3 Replies Latest reply on Mar 23, 2004 11:45 AM by jboss fan

    bean method parameters used in permission checks?

    davout Newbie

      I'm building my first EJB system and have a question about how permissions may be applied to bean methods where the data parameters passed to the method need to be part of the permission check.

      Take an example of where I have a session bean that supports the maintenance of currencies and currency exchange rates.

      For basic CRUD type operations like 'addCurrency' I can use role based security to manage access..

      However, assume that I have a a method like....

      setRate(String aCurrency, Date aDate, double aRate)

      I want to define permissions about who can set rates for different currencies. where only 'fred' can set 'US Dollar' rates, but only 'louis' can set 'Euro' rates.

      Does JBoss include any facilities to handle this type of requirement?

        • 1. Re: bean method parameters used in permission checks?
          jboss fan Newbie

          could you refer to the "How to handle dynamic authorization?" thread. i have a similar requirment, and I've requested Scott if it's actually possible to have an enhancement to add/remove certain transient roles.

          But the bottomline, as I understand it, is that you cannot leverage declarative J2EE security when your roles have to be ascertained dynamically on a per-call basis. You would have to either establish the roles at login time, or go for your own custom role mechanism.

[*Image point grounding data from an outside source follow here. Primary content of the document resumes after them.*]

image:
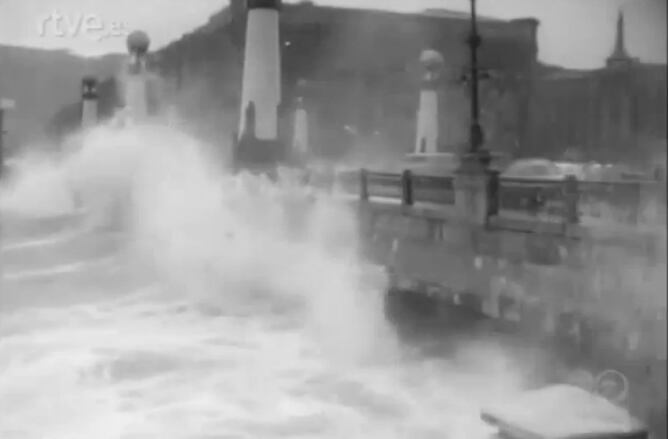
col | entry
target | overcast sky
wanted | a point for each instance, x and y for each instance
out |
(573, 33)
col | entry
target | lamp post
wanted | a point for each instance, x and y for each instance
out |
(476, 157)
(5, 104)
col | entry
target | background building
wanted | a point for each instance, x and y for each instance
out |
(615, 113)
(359, 72)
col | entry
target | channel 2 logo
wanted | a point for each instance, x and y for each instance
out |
(610, 384)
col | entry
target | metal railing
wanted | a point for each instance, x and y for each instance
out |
(568, 199)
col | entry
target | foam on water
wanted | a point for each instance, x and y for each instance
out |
(241, 309)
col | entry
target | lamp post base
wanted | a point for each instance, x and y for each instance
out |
(260, 155)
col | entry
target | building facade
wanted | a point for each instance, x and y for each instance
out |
(358, 71)
(613, 114)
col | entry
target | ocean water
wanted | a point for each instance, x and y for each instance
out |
(185, 303)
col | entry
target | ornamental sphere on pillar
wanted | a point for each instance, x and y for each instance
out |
(432, 64)
(138, 42)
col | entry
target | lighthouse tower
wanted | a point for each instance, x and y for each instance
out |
(136, 79)
(89, 100)
(427, 139)
(258, 145)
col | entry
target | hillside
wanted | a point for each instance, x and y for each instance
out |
(41, 82)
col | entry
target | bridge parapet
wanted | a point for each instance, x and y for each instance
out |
(576, 262)
(569, 202)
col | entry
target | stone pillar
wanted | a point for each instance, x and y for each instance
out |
(259, 145)
(262, 68)
(427, 139)
(300, 135)
(89, 101)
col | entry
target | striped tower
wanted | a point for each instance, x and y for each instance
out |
(300, 141)
(427, 138)
(89, 100)
(136, 88)
(258, 145)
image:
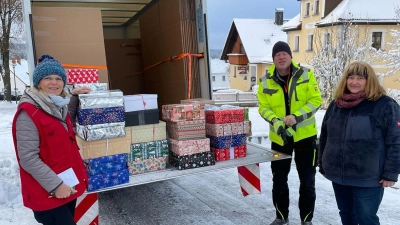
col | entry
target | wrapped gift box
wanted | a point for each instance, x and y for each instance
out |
(101, 99)
(227, 141)
(226, 129)
(101, 115)
(201, 101)
(77, 76)
(229, 153)
(182, 112)
(188, 147)
(191, 161)
(147, 165)
(140, 102)
(105, 164)
(112, 146)
(100, 131)
(141, 117)
(93, 86)
(186, 129)
(110, 179)
(148, 150)
(228, 115)
(146, 133)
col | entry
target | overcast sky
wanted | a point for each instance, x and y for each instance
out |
(220, 14)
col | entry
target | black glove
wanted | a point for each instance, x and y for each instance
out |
(282, 132)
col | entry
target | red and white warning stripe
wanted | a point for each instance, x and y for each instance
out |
(249, 179)
(87, 210)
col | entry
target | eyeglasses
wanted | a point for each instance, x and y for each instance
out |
(50, 79)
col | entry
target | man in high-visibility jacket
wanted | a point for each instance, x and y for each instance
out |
(289, 97)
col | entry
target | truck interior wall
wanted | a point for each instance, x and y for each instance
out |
(166, 31)
(114, 32)
(124, 59)
(71, 35)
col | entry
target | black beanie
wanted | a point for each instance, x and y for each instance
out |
(281, 46)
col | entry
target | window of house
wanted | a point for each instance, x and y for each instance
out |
(377, 40)
(296, 43)
(327, 39)
(310, 40)
(316, 7)
(307, 10)
(242, 51)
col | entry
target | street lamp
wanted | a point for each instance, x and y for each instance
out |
(14, 62)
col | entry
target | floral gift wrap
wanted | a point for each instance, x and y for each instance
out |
(105, 164)
(182, 112)
(147, 165)
(191, 161)
(101, 99)
(226, 129)
(229, 153)
(188, 147)
(227, 141)
(186, 129)
(100, 131)
(148, 150)
(101, 115)
(224, 115)
(93, 86)
(110, 179)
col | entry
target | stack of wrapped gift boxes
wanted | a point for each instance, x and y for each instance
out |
(189, 147)
(100, 130)
(149, 144)
(227, 129)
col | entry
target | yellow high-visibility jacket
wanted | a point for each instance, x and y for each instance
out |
(304, 99)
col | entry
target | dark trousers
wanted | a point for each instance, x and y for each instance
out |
(305, 158)
(62, 215)
(358, 205)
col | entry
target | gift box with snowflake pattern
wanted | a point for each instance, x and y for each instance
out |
(105, 164)
(99, 181)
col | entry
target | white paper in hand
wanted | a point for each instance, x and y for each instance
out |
(69, 177)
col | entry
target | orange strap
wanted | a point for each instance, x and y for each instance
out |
(84, 66)
(171, 58)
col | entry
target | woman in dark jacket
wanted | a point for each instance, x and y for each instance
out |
(360, 144)
(45, 146)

          • 2. Re: bean method parameters used in permission checks?
            davout Newbie

            I sort of assumed straight off that the standard EJB role based declarative permission design wouldn't be able to handle this.

            But given what this business problem is hardly unique, I was wondering whether there was a library/module out there that would tackle this??!!??

            • 3. Re: bean method parameters used in permission checks?
              jboss fan Newbie

              Absolutely my thoughts. Most businesses, as I'm aware of have the needs to evaluate roles based on the relation of the person/system to the entity being acted upon. We have numerous such cases:

              1) Manager updating his/her direct report's data
              2) Group owner updating their group's settings/adding members to their groups et al.

              Unfortunately, looks like we all have to reinvent the wheel, I guess?!